Com a mudança de direcionamento dos recursos do BNDES (Banco Nacional de Desenvolvimento Econômico e Social), que reduziu empréstimos a grandes grupos, as empresas tiveram de aprender a captar recursos no mercado.
"Foi um aprendizado, possível quando os juros entraram no lugar e o BNDES saiu: muitas empresas passaram a entender o mercado de dívidas, quem são os agentes, os procedimentos e critérios econômico-financeiros a serem considerados", afirma Cagnin.
"Não é algo que acontece da noite para o dia, principalmente quando a pandemia joga areia no processo", diz.
Após seis anos de ambiente adverso, quando as empresas começaram a avançar, a volatilidade causada pelos ruídos políticos e o maior risco fiscal ameaça esse caminho.

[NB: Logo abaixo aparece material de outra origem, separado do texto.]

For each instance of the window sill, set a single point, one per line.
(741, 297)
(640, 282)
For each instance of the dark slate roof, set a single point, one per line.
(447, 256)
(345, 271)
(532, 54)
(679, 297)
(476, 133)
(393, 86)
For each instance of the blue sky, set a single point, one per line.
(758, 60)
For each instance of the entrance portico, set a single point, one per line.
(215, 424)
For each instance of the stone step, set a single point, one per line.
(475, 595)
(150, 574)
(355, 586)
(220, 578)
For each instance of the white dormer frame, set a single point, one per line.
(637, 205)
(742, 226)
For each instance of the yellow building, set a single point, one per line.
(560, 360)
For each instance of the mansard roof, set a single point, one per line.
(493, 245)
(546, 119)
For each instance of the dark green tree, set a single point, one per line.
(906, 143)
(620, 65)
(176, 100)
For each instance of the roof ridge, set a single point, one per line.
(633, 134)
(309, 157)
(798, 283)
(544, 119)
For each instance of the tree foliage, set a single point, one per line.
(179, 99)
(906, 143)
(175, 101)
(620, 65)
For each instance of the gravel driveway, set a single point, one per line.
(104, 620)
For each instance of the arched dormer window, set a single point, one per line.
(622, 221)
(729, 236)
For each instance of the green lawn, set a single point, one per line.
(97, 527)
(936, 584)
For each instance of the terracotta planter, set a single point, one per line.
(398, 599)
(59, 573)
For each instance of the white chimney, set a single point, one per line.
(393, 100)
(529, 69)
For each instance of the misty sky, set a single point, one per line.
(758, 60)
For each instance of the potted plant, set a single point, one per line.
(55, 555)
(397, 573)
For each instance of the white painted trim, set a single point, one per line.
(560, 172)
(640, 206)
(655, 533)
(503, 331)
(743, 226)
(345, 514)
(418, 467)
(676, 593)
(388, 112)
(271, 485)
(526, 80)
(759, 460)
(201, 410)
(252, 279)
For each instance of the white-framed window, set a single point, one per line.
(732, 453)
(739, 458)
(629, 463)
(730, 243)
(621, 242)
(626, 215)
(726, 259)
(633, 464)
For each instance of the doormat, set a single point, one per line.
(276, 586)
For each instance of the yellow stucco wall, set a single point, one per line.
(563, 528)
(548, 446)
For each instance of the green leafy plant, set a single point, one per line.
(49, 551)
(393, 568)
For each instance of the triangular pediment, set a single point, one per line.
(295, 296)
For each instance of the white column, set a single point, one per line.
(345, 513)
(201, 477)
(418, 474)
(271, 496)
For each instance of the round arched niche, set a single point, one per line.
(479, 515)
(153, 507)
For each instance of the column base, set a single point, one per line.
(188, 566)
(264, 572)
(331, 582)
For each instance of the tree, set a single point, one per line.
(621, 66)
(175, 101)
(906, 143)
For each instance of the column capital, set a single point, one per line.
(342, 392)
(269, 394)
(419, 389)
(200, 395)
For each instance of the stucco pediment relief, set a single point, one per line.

Um banqueiro de investimentos, que pede para não ser identificado, enxerga o próximo ano com empresas fazendo menos ofertas de ações e emitindo mais títulos de dívida, mas sem crescimento da demanda por recursos, por conta de uma alta do PIB quase nula.
Além disso, com a Selic e os riscos mais altos, o dinheiro fica mais caro.
"É uma trajetória de fôlego curto porque o setor financeiro, para investir e liberar crédito, precisa ter garantia de retorno e previsibilidade — nada que esteja no radar", diz Arbix.
"O Brasil tem exceções, mas suas empresas têm pouco músculo e não conseguem quebrar esse ciclo perverso sozinhas, para a recuperação da confiança", conclui.